British Gambling Commission announces new rules for deposit limits
The regulator has added new clarifications that will refine the new deposit limit rules coming into force at the end of this month.
UK.- The British Gambling Commission has announced another new rule for online gambling deposit limits from the start of July 2026. The intention is to clarify existing rules after new gambling deposit limit requirements come into force at the end of this month.
The Gambling Commission noted that operators are currently required to offer tools that allow customers to easily set personal budgets for gambling at registration or when they first deposit money into their gambling account. It’s now announced additional rules that are intended to provide more consistency and clarity, focusing on how the limits are defined and communicated to customers.
From June 30 2026, all online operators must provide customers with the opportunity to set a deposit limit based solely on the amount a customer pays into their account over a set duration. To avoid confusion, operators must only use the term ‘deposit limit’ to refer to this type of limit. Operators will be able to offer different limits, such as loss limits or limits where withdrawals are also taken into account, but the terminology must make clear that these are a different type of limit.
This clarification will follow the introduction of a set of previously announced changes that will come into effect on October 31 2025. These require all gambling businesses to prompt customers to set a financial limit before they make their first deposit and make it easy for them to review and alter their limit.

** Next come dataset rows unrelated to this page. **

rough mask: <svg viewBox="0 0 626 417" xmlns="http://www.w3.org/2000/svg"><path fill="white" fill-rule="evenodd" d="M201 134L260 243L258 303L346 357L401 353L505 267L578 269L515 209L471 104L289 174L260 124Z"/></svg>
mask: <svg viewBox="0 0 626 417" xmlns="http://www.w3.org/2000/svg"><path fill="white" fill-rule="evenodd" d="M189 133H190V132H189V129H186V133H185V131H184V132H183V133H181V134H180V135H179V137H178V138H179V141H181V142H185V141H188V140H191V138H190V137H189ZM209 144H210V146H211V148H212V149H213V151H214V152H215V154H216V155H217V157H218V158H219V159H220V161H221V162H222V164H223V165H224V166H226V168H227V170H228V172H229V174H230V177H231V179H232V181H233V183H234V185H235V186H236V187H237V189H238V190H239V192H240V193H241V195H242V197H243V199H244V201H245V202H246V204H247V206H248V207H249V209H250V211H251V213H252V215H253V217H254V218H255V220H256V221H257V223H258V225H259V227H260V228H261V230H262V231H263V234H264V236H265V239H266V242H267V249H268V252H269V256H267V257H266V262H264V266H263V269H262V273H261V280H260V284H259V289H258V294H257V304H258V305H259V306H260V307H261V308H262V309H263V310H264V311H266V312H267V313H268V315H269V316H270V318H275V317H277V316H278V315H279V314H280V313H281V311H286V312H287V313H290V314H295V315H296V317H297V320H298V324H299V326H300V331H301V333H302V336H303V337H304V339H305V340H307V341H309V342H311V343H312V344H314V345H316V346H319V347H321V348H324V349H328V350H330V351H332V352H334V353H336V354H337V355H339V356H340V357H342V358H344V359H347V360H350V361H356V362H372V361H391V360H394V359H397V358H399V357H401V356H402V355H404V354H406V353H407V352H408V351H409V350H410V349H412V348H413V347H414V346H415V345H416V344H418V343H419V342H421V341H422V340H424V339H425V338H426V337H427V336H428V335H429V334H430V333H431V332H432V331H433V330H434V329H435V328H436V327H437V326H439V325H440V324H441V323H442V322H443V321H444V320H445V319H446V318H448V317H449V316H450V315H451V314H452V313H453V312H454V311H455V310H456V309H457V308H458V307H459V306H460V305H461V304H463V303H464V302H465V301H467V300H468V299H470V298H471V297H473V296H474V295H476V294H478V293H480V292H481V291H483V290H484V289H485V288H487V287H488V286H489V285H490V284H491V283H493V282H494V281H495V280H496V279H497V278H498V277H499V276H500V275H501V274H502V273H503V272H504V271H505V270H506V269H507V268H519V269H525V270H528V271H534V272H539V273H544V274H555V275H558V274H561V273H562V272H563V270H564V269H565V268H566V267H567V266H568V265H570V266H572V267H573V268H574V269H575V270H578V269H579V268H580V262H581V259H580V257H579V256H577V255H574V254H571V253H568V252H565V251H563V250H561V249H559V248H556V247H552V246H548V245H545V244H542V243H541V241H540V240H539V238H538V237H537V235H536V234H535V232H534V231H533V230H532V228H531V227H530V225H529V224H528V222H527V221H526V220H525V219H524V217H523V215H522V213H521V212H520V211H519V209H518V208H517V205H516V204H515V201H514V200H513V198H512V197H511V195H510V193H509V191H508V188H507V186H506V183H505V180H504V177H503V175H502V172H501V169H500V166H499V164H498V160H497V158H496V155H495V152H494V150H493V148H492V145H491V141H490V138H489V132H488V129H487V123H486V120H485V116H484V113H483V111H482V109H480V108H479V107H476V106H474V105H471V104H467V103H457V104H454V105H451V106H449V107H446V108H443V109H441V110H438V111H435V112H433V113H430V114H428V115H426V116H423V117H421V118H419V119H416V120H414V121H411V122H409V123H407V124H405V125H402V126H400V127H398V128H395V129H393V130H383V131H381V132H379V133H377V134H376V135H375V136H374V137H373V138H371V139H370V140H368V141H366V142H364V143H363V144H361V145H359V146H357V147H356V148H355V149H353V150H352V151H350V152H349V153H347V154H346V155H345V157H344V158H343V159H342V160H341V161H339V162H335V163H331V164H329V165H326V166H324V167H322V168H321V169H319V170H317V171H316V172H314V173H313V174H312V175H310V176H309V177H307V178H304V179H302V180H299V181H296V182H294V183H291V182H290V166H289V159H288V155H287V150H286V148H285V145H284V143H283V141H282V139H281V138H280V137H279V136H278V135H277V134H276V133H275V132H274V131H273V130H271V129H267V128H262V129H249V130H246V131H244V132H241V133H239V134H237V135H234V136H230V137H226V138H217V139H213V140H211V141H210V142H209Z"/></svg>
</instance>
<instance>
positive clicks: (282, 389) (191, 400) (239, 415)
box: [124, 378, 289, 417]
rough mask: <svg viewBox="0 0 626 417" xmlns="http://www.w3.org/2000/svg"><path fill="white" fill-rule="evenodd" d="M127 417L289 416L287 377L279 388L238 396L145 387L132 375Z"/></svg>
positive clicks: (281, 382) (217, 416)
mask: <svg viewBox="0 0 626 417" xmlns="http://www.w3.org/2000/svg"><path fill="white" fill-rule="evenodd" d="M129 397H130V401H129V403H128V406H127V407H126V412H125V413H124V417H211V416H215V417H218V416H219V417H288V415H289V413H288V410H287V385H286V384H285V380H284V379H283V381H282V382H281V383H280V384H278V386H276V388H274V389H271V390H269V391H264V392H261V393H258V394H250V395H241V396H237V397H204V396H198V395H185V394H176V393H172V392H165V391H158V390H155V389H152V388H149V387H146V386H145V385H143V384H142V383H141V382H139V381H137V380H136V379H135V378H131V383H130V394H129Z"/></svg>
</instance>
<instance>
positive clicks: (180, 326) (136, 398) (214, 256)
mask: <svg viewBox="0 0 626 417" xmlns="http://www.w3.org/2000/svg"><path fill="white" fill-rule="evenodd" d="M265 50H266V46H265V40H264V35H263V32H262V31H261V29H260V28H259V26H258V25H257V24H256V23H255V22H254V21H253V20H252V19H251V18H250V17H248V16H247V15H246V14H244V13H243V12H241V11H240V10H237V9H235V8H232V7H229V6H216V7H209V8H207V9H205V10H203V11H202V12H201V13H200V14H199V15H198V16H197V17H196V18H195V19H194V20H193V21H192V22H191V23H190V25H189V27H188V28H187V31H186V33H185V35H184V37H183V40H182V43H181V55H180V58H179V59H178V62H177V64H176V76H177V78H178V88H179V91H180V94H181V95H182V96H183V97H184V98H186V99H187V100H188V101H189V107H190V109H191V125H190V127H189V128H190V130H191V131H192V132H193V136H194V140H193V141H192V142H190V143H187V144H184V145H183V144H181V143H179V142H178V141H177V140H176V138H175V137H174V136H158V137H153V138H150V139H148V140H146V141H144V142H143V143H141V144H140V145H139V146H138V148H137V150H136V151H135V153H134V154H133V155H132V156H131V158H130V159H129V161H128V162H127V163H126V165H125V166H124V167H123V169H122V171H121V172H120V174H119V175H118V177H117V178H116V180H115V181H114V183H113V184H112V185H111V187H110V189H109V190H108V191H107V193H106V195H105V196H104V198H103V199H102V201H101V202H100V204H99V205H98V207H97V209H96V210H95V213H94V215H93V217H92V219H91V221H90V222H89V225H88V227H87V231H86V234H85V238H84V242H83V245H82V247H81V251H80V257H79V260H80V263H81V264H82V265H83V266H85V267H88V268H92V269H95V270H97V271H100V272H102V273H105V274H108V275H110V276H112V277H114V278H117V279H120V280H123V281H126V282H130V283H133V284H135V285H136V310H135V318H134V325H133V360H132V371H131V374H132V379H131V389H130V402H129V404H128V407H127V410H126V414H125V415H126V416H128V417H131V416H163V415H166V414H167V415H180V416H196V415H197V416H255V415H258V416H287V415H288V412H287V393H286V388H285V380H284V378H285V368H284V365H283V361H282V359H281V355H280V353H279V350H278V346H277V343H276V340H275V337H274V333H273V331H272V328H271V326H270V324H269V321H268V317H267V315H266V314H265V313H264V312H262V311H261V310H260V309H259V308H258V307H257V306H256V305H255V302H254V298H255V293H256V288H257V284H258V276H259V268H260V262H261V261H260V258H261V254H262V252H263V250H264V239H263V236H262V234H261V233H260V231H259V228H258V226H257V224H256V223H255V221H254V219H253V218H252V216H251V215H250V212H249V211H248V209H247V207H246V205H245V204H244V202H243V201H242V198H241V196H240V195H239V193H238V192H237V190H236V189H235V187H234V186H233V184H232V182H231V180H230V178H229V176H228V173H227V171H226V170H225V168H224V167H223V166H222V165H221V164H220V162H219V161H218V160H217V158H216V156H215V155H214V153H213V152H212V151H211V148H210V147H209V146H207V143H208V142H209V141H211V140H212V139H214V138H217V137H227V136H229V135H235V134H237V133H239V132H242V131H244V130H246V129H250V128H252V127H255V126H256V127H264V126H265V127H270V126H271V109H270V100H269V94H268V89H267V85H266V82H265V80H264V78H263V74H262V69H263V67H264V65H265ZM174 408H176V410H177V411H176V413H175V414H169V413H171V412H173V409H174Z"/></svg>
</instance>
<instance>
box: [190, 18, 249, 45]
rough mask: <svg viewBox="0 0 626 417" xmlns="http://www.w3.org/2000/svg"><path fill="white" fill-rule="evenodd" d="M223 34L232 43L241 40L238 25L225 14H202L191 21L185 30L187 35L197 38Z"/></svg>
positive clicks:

Operators must remind consumers every six months to review their account and transaction information to help customers maintain control of their gambling spend, offer financial limits using free text at an account level to help customers set meaningful limits, provide financial limit setting facilities via a link on the homepage and deposit pages which are clearly visible and accessible, with the number of clicks to reach these facilities minimalised, and action all customer requests to decrease a financial limit immediately.
Helen Rhodes, Commission Director of Major Policy Projects, said: “Our work will help empower consumers to have greater awareness and control over their gambling. These further changes will also bring consistency and clarity for those consumers choosing to set deposit limits, while still supporting gambling businesses to offer customer choice for different forms of limits.”
Gambling Commission AI concerns
Meanwhile, the Gambling Commission has identified an emerging risk in gaming operators depending on AI-powered tools for anti-money laundering purposes.
It said it had seen an increase in the use of artificial intelligence (AI), algorithms and behavioural models often intended to identify red flags for money laundering and terrorist financing (MLTF) within a customer’s profile and/or behaviour but that some operators do not fully understand how their algorithms work as an AML control and have not ensured that they have been implemented effectively.